Sunday, January 9, 2011

Cardinal says Cuba will free prisoners as promised

HAVANA, Jan. 1, 2011 (Reuters) — Catholic Cardinal Jaime Ortega assured on Saturday that "in coming months" Cuban leaders would release 11 political prisoners as promised under a landmark deal with the government. Speaking at a New Year's Day mass, Ortega expressed confidence the communist-led government would fulfill its commitment to release the men, who were among 52 dissidents included in the accord he brokered and announced on July 7.

The announcement said the process would take three to four months, but so far, almost six months later, only 41 of the prisoners have been freed. The 52 were part of a group of dissidents jailed in a 2003 government crackdown that strained Cuba's international relations. "A clear and formal promise from the Cuban government exists that all those prisoners will be freed," he said of the 11.

He and Cuban leaders have previously said the government planned to release not just the 52, but all political prisoners. Ortega repeated that in his mass. "I have the moral certainty that in the coming months not only those (11) prisoners will be freed, but others of a larger group of prisoners sanctioned for some type of act related to political actions," he said. Cuban leaders consider dissidents to be mercenaries in the pay of Havana's longtime ideological enemy, the United States, and they want the freed prisoners to leave Cuba and go to Spain, which has agreed to take them. Of the 41 released so far, 40 have accepted the deal, while one has been allowed to stay in Cuba.

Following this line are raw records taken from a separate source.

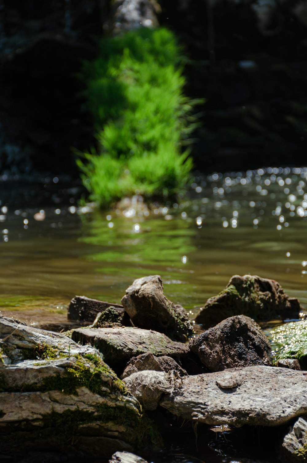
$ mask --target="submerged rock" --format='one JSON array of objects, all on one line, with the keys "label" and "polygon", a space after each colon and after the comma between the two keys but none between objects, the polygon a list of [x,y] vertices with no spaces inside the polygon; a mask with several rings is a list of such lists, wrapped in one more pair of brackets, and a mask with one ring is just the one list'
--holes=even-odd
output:
[{"label": "submerged rock", "polygon": [[274,359],[296,358],[307,369],[307,320],[291,322],[269,332]]},{"label": "submerged rock", "polygon": [[96,347],[108,365],[122,370],[132,357],[145,352],[179,361],[190,350],[188,345],[172,341],[165,334],[138,328],[80,328],[72,331],[71,339]]},{"label": "submerged rock", "polygon": [[99,312],[90,328],[113,328],[131,326],[129,315],[123,309],[111,306]]},{"label": "submerged rock", "polygon": [[135,455],[130,452],[116,452],[112,455],[109,463],[148,463],[141,457]]},{"label": "submerged rock", "polygon": [[126,289],[122,303],[134,324],[140,328],[155,330],[182,342],[194,333],[185,310],[163,295],[159,275],[135,280]]},{"label": "submerged rock", "polygon": [[272,365],[271,346],[255,320],[230,317],[193,338],[191,350],[211,371],[249,365]]},{"label": "submerged rock", "polygon": [[124,381],[138,399],[153,398],[151,407],[155,400],[195,423],[277,426],[307,413],[306,377],[286,368],[258,365],[183,378],[141,371]]},{"label": "submerged rock", "polygon": [[307,421],[300,417],[283,439],[282,461],[284,463],[307,461]]},{"label": "submerged rock", "polygon": [[185,376],[187,373],[185,370],[181,368],[173,358],[163,355],[161,357],[155,357],[151,352],[147,352],[138,355],[137,357],[133,357],[128,363],[121,376],[127,378],[133,373],[145,370],[152,370],[155,371],[171,371],[175,370],[180,376]]},{"label": "submerged rock", "polygon": [[102,456],[160,438],[99,352],[0,317],[1,452]]},{"label": "submerged rock", "polygon": [[129,326],[129,317],[125,312],[122,306],[91,299],[85,296],[75,296],[73,298],[69,304],[67,318],[69,320],[94,322],[99,313],[103,313],[110,307],[114,309],[112,311],[114,316],[118,312],[122,325]]},{"label": "submerged rock", "polygon": [[274,280],[256,275],[234,275],[225,289],[208,299],[195,321],[210,328],[232,315],[244,315],[256,321],[275,317],[299,318],[299,301],[289,297]]}]

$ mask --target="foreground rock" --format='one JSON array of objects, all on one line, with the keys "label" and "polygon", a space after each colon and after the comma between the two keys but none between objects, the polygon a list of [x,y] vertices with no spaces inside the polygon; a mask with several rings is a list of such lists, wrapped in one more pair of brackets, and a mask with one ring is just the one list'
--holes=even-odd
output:
[{"label": "foreground rock", "polygon": [[191,350],[211,371],[235,367],[272,365],[271,346],[258,325],[237,315],[221,322],[190,342]]},{"label": "foreground rock", "polygon": [[156,403],[209,425],[277,426],[307,412],[306,376],[286,368],[259,365],[183,378],[141,371],[124,381],[143,403],[155,384],[160,388]]},{"label": "foreground rock", "polygon": [[127,378],[138,371],[151,370],[155,371],[171,371],[175,370],[179,376],[186,376],[185,370],[181,368],[173,358],[163,355],[155,357],[151,352],[147,352],[133,357],[128,363],[121,378]]},{"label": "foreground rock", "polygon": [[69,320],[93,322],[99,313],[103,313],[110,307],[114,308],[114,314],[117,312],[125,326],[130,325],[130,319],[122,306],[118,304],[105,302],[97,299],[90,299],[85,296],[75,296],[69,304],[67,318]]},{"label": "foreground rock", "polygon": [[271,330],[271,341],[275,361],[296,359],[302,369],[307,369],[307,321],[291,322]]},{"label": "foreground rock", "polygon": [[148,463],[146,460],[130,452],[116,452],[112,455],[109,463]]},{"label": "foreground rock", "polygon": [[165,334],[137,328],[83,328],[73,330],[71,339],[96,347],[108,365],[122,371],[132,357],[145,352],[156,357],[166,355],[180,362],[190,350],[188,345],[171,341]]},{"label": "foreground rock", "polygon": [[307,461],[307,421],[301,417],[284,437],[282,460],[285,463]]},{"label": "foreground rock", "polygon": [[139,328],[154,330],[184,342],[194,333],[185,309],[163,295],[159,275],[135,280],[126,289],[122,303],[134,324]]},{"label": "foreground rock", "polygon": [[93,347],[3,317],[0,432],[2,453],[57,448],[106,458],[159,440]]},{"label": "foreground rock", "polygon": [[208,299],[195,321],[210,328],[232,315],[244,315],[257,321],[281,316],[299,318],[298,299],[289,297],[277,282],[256,275],[235,275],[225,289]]}]

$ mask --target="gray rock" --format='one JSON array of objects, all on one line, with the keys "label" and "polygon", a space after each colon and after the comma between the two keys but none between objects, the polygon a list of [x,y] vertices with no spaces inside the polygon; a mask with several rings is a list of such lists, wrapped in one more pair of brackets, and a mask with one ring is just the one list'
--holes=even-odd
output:
[{"label": "gray rock", "polygon": [[55,448],[78,454],[86,449],[88,455],[90,448],[91,455],[109,458],[116,450],[132,450],[141,430],[144,446],[159,439],[98,350],[4,317],[0,429],[1,451],[22,455]]},{"label": "gray rock", "polygon": [[131,394],[136,397],[144,410],[155,410],[162,394],[171,392],[178,375],[173,372],[146,370],[133,373],[123,380]]},{"label": "gray rock", "polygon": [[301,369],[300,362],[297,358],[280,358],[276,366],[282,368],[290,368],[291,370]]},{"label": "gray rock", "polygon": [[124,381],[145,403],[153,387],[156,396],[160,389],[161,407],[195,423],[277,426],[307,412],[302,371],[258,365],[183,378],[171,373],[141,371]]},{"label": "gray rock", "polygon": [[155,330],[182,342],[194,333],[185,309],[163,295],[159,275],[135,280],[126,289],[122,303],[134,324],[139,328]]},{"label": "gray rock", "polygon": [[185,370],[181,368],[171,357],[165,355],[161,357],[155,357],[153,354],[148,352],[138,355],[137,357],[133,357],[127,364],[121,377],[127,378],[133,373],[145,370],[166,372],[175,370],[180,376],[187,375]]},{"label": "gray rock", "polygon": [[171,341],[165,334],[152,330],[137,328],[80,328],[73,330],[71,338],[82,344],[91,344],[101,352],[108,365],[122,370],[132,357],[145,352],[179,359],[189,352],[186,344]]},{"label": "gray rock", "polygon": [[109,463],[148,463],[141,457],[135,455],[130,452],[116,452],[112,455]]},{"label": "gray rock", "polygon": [[249,365],[272,365],[271,346],[255,320],[230,317],[190,341],[191,350],[211,371]]},{"label": "gray rock", "polygon": [[307,421],[300,417],[285,436],[281,447],[284,463],[307,462]]},{"label": "gray rock", "polygon": [[275,280],[234,275],[225,289],[208,300],[195,321],[207,328],[232,315],[247,315],[256,321],[278,316],[298,319],[302,310],[299,300],[289,297]]}]

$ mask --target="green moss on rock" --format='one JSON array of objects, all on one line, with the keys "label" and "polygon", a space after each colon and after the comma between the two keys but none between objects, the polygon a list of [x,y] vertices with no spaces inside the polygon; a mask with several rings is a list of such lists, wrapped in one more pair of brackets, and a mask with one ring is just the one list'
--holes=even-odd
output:
[{"label": "green moss on rock", "polygon": [[268,332],[273,359],[296,358],[307,369],[307,320],[291,322]]}]

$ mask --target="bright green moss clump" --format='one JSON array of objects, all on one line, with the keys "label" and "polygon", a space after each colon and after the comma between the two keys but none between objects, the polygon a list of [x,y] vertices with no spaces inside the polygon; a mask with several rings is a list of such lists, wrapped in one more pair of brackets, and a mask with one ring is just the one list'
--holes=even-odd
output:
[{"label": "bright green moss clump", "polygon": [[175,196],[188,182],[192,161],[181,146],[197,102],[183,95],[182,62],[171,32],[144,28],[103,39],[84,64],[99,148],[77,162],[91,200],[107,206],[136,191]]},{"label": "bright green moss clump", "polygon": [[291,322],[269,333],[274,359],[297,358],[303,369],[307,369],[307,321]]}]

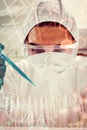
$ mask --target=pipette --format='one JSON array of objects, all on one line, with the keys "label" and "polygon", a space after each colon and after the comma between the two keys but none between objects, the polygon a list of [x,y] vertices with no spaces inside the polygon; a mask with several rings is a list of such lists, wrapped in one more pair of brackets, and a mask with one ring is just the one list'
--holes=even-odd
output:
[{"label": "pipette", "polygon": [[29,81],[33,86],[36,86],[36,84],[17,66],[15,63],[10,60],[4,53],[2,53],[2,50],[4,49],[4,45],[0,43],[0,56],[6,60],[10,66],[12,66],[23,78],[25,78],[27,81]]}]

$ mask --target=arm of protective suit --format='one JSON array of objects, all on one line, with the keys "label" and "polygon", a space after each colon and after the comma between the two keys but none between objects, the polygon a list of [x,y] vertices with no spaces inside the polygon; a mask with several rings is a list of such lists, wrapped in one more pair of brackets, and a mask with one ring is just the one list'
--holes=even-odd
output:
[{"label": "arm of protective suit", "polygon": [[87,57],[78,56],[77,85],[82,92],[87,88]]},{"label": "arm of protective suit", "polygon": [[[29,75],[31,71],[29,66],[23,60],[17,64],[25,73]],[[28,68],[27,68],[28,67]],[[7,66],[6,75],[4,79],[3,92],[0,93],[0,126],[10,126],[12,121],[11,113],[16,110],[19,103],[17,99],[22,100],[23,97],[29,95],[31,85],[19,73],[17,73],[11,66]],[[4,108],[3,108],[4,106]],[[16,112],[15,112],[16,114]]]},{"label": "arm of protective suit", "polygon": [[87,57],[78,56],[77,58],[78,70],[77,70],[77,85],[81,96],[82,112],[87,117]]},{"label": "arm of protective suit", "polygon": [[[28,67],[27,60],[22,60],[17,63],[17,66],[30,77],[30,67]],[[4,82],[4,93],[12,96],[25,96],[29,94],[31,84],[24,79],[16,70],[11,66],[7,67],[5,82]]]}]

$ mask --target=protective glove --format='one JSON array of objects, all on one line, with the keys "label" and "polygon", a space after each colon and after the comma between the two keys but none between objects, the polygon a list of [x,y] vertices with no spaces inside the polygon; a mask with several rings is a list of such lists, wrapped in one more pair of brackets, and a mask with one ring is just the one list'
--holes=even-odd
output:
[{"label": "protective glove", "polygon": [[[0,44],[0,54],[1,54],[1,50],[3,49],[4,49],[4,46]],[[6,72],[5,60],[0,55],[0,89],[4,83],[5,72]]]}]

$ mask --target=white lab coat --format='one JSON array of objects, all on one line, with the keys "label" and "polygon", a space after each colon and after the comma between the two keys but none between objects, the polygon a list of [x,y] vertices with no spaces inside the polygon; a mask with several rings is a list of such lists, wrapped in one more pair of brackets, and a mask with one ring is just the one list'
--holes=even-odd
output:
[{"label": "white lab coat", "polygon": [[[66,72],[58,75],[36,68],[28,60],[17,64],[34,81],[33,87],[12,67],[6,71],[3,93],[7,96],[13,126],[83,126],[82,93],[87,88],[87,57],[78,56]],[[39,70],[38,70],[39,69]],[[46,68],[45,68],[46,69]],[[83,93],[82,93],[83,94]],[[4,123],[6,125],[6,122]]]}]

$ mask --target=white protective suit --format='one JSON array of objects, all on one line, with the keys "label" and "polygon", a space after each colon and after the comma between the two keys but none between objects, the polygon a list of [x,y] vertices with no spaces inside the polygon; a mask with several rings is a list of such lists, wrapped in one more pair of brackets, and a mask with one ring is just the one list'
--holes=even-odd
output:
[{"label": "white protective suit", "polygon": [[[25,20],[24,39],[32,27],[43,21],[63,24],[78,42],[75,20],[65,12],[59,0],[36,2]],[[7,95],[5,112],[9,116],[3,125],[13,120],[12,126],[85,126],[83,115],[87,110],[82,105],[80,92],[87,87],[87,58],[76,57],[76,49],[72,54],[74,58],[64,57],[62,68],[56,64],[63,55],[51,52],[36,54],[17,63],[37,87],[32,87],[13,68],[7,68],[3,91]],[[50,60],[46,60],[48,55]],[[66,65],[67,59],[70,62]]]}]

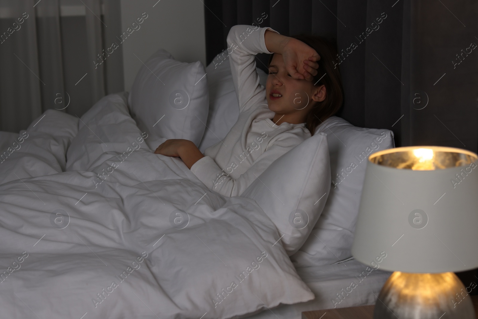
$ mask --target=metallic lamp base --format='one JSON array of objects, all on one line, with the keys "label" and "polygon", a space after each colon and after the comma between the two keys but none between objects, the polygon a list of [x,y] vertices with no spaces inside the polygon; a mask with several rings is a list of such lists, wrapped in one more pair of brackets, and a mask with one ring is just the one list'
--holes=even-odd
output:
[{"label": "metallic lamp base", "polygon": [[394,272],[375,304],[374,319],[476,319],[471,298],[453,273]]}]

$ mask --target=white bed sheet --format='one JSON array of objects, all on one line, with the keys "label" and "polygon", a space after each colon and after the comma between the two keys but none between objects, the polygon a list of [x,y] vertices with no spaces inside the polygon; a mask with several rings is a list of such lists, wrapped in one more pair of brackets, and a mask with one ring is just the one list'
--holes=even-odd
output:
[{"label": "white bed sheet", "polygon": [[[146,147],[124,98],[79,123],[45,112],[0,165],[0,317],[218,319],[312,299],[257,203]],[[87,168],[62,171],[68,145]]]},{"label": "white bed sheet", "polygon": [[[105,97],[92,108],[91,121],[83,119],[88,127],[79,125],[96,132],[78,132],[88,144],[106,148],[87,169],[62,172],[77,120],[68,124],[65,114],[51,111],[32,123],[21,152],[0,165],[0,273],[9,273],[0,283],[2,316],[206,319],[261,311],[250,318],[298,319],[303,311],[333,308],[333,298],[352,281],[358,286],[337,307],[373,303],[388,273],[374,270],[359,283],[366,266],[351,260],[300,269],[298,275],[254,201],[211,192],[180,160],[155,154],[144,143],[120,162],[117,155],[141,136],[133,121],[122,120],[124,101]],[[104,125],[107,118],[95,112],[106,110],[105,116],[115,114],[120,125]],[[60,136],[54,123],[71,130]],[[8,145],[13,135],[2,135],[0,142]],[[56,142],[47,143],[49,135]],[[113,162],[119,166],[98,184],[98,174]],[[61,229],[58,209],[58,217],[69,222]],[[184,229],[170,223],[176,210],[188,214]],[[264,251],[260,269],[215,307],[216,293]],[[128,267],[130,275],[120,281]],[[113,281],[118,287],[111,287]],[[312,297],[309,288],[315,299],[300,303]],[[110,289],[110,296],[103,292]],[[99,293],[106,297],[98,303]],[[300,303],[274,308],[279,302]]]},{"label": "white bed sheet", "polygon": [[[247,318],[301,319],[303,311],[375,304],[376,296],[391,273],[380,268],[370,271],[369,268],[368,273],[367,268],[366,265],[353,259],[343,263],[299,268],[297,273],[315,295],[315,299],[281,305]],[[351,287],[352,282],[357,284],[355,288]],[[337,294],[341,294],[342,298],[337,297]]]}]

Some of the 11 remaining prisoners want to go to the United States and others want to stay on the Caribbean island, Ortega said.

There is disagreement over how many other political prisoners Cuba has, but in recent months the government has freed 16 not included in the group of 52. All have agreed to go to Spain. Cuba's decision to release political prisoners followed an international uproar over the February death of a jailed dissident after an 85-day hunger strike for improved prison conditions.